Regurgitation

Regurgitation is the AI industry’s sanitized term for what is, in effect, plagiarism. It is the act of a generative model producing an output that is a direct, verbatim copy of its training data. AI companies often frame this as a rare and unintentional bug, but from a technical and legal standpoint, it is an unavoidable consequence of the model’s design.

Analogy: Dreaming

Think of how a human brain dreams. A dream is not created from nothing; it is constructed from the fragments of our memories and experiences.

  • The Dream World: Most of a dream is a remix. You might be in a house that is a combination of your childhood home and a set from a movie you saw. You might talk to a person who has the face of your friend but the voice of your boss. These are new creations, but they are built from the training data of your life.
  • The Vivid Memory: Sometimes, in the middle of a dream, you experience a moment of perfect, vivid recall. You might perfectly re-live a specific conversation or see a perfect image of a page from a book you read. This isn’t a “bug” in your dream; it’s just your brain accessing a specific, well-encoded memory.

Regurgitation is the AI’s version of that vivid, verbatim memory. A large language model is a dream machine for text. Most of what it generates is a remix of the statistical patterns from its training data. But when prompted correctly, or sometimes just by chance, it will find a strongly-encoded memory—a unique line of code, a specific legal disclaimer, a verse from a poem—and reproduce it exactly.

The existence of regurgitation fundamentally undermines the AI industry’s core legal defenses.

  1. It Disproves the “Abstract Learning” Defense: The primary argument for fair use is that AI models learn “abstract concepts” and “ideas,” not the specific expression of a work. Regurgitation is the proof that this is false. The model is clearly storing and reproducing the specific, protected expression. You cannot argue you only learned the “idea” of a poem when you can recite the poem verbatim.

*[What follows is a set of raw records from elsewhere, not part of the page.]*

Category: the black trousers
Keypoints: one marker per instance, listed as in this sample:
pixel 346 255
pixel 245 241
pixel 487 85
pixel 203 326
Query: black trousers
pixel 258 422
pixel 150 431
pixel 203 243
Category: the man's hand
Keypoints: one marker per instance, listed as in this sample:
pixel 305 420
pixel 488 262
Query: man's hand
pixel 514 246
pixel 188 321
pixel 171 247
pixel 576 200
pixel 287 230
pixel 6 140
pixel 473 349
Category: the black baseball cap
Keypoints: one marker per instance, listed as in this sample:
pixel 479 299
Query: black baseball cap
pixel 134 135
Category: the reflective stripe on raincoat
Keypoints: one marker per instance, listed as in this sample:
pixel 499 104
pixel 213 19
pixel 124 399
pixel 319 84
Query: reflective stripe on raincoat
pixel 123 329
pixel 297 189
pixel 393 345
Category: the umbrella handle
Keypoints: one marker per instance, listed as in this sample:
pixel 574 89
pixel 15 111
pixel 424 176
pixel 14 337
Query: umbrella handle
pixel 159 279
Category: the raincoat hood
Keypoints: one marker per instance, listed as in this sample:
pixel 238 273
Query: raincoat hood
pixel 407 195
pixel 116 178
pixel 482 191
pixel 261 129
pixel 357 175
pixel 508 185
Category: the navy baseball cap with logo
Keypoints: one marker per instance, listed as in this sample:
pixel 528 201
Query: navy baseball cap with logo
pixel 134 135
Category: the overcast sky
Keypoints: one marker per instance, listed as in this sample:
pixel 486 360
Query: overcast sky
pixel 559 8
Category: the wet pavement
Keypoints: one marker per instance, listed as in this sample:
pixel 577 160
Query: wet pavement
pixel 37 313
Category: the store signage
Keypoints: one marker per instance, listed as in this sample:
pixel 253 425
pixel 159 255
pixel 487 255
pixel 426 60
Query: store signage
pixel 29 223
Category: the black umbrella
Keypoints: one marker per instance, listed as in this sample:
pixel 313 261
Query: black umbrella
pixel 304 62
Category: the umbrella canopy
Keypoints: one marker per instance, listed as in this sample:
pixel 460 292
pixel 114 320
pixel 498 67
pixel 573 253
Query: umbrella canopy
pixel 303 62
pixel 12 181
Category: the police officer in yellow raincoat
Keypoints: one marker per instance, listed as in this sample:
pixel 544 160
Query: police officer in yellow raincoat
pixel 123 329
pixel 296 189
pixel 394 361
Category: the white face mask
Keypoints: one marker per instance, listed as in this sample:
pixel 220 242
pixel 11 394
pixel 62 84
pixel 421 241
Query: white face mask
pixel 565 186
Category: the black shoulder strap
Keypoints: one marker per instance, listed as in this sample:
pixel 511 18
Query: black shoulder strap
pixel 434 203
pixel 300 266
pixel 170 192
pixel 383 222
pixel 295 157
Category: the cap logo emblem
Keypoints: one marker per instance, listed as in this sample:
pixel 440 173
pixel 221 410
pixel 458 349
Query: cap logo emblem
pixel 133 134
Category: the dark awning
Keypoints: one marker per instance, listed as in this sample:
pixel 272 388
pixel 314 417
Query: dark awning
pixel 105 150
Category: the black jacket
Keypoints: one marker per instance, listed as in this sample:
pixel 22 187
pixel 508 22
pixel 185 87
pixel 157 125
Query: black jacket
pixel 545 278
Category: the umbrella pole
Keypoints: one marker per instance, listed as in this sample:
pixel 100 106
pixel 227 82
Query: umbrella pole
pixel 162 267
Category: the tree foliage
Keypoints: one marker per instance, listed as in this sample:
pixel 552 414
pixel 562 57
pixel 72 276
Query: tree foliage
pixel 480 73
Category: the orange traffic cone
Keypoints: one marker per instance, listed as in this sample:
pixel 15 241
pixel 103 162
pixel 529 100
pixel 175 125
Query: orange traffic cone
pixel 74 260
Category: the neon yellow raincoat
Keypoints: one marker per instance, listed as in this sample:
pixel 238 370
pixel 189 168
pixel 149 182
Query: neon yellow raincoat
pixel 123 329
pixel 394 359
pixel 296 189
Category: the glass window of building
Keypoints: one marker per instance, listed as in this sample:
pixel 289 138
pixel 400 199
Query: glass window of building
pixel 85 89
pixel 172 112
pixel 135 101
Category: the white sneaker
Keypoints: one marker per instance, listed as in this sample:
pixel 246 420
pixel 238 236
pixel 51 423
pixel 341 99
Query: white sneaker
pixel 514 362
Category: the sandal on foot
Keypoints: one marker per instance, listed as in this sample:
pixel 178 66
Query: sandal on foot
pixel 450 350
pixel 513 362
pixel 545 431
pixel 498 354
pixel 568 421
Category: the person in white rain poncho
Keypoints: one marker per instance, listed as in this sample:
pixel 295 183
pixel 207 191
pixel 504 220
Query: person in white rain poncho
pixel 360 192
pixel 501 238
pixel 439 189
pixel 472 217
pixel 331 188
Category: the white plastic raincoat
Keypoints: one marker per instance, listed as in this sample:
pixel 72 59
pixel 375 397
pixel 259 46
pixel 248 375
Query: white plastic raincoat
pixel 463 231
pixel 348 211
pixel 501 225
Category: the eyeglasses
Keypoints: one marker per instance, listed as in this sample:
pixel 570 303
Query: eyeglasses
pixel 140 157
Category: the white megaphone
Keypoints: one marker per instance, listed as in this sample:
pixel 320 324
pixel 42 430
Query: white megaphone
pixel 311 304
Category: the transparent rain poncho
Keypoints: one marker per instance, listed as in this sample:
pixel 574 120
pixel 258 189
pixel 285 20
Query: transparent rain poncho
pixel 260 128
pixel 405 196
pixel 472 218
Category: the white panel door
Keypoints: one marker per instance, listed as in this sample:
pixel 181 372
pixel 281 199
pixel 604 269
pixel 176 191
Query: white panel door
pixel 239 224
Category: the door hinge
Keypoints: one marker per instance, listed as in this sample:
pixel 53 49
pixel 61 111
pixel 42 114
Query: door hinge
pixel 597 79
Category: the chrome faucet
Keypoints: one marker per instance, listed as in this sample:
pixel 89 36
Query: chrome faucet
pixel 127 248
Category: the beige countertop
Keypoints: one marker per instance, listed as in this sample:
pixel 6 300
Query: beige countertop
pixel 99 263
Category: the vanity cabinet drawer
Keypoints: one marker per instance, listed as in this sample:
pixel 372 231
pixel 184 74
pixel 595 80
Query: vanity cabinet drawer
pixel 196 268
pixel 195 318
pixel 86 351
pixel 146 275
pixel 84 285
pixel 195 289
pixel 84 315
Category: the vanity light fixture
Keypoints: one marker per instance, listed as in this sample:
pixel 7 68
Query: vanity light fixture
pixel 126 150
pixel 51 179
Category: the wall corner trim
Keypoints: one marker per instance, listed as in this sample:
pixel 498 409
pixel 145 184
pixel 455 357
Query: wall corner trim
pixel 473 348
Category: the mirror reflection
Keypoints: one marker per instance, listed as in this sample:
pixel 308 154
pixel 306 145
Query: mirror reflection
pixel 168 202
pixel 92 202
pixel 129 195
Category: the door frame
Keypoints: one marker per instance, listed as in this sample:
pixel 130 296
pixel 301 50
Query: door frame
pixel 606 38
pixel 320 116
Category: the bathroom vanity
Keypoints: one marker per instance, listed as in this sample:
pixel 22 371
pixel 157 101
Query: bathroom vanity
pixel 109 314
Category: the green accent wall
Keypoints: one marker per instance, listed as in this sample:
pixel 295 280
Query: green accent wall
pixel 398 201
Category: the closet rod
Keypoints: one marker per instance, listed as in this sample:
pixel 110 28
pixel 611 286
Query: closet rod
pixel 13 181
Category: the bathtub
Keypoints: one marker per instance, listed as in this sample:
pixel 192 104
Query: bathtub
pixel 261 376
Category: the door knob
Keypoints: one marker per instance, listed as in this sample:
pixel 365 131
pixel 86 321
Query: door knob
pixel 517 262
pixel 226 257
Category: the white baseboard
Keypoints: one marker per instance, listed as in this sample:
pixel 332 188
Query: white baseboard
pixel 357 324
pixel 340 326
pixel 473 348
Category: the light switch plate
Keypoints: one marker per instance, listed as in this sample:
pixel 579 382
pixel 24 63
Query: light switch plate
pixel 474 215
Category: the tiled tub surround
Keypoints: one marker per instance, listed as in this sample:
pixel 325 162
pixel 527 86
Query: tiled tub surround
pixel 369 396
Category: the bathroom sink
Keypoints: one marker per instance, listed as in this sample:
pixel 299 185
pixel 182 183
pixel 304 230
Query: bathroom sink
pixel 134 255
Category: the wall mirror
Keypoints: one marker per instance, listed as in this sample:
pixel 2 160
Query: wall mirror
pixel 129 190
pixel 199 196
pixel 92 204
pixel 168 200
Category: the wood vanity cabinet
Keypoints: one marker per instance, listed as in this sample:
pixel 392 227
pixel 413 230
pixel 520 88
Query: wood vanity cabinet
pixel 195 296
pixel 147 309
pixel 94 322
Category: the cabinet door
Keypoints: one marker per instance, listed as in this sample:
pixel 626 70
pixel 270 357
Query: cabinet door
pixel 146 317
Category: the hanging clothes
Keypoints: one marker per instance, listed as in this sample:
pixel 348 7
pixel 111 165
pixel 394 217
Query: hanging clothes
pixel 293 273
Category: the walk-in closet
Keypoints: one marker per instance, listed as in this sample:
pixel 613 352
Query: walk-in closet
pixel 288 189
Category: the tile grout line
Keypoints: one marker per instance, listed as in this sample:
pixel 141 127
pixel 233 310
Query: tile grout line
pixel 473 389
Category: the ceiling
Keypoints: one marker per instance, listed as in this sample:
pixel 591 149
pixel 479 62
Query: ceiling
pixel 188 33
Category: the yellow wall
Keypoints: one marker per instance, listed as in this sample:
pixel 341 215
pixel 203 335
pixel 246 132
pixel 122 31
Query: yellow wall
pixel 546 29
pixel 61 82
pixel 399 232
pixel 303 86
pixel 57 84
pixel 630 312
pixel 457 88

  2. It is Not “Rare”: AI companies will argue that regurgitation is a one-in-a-million event. But when you are generating billions of outputs for millions of users, one-in-a-million events happen every day. More importantly, security researchers have shown that regurgitation can be induced. Specific “adversarial prompts” can be designed to deliberately extract memorized training data, including personal information and copyrighted content.

  3. The Burden of Proof Shifts: In a copyright case, the plaintiff normally has to prove that the defendant copied their work. When an AI model regurgitates copyrighted text, the act of copying is self-evident. The burden of proof effectively shifts to the AI company to defend why their machine, which they built and profit from, is outputting infringing copies of a protected work.

Regurgitation is not an anomaly. It is the ghost in the machine—the undeniable proof that the model’s “mind” is filled with the memories of the data it consumed. For a litigator, every instance of it is a gift, a clear and simple piece of evidence that cuts through the industry’s complex and self-serving narratives.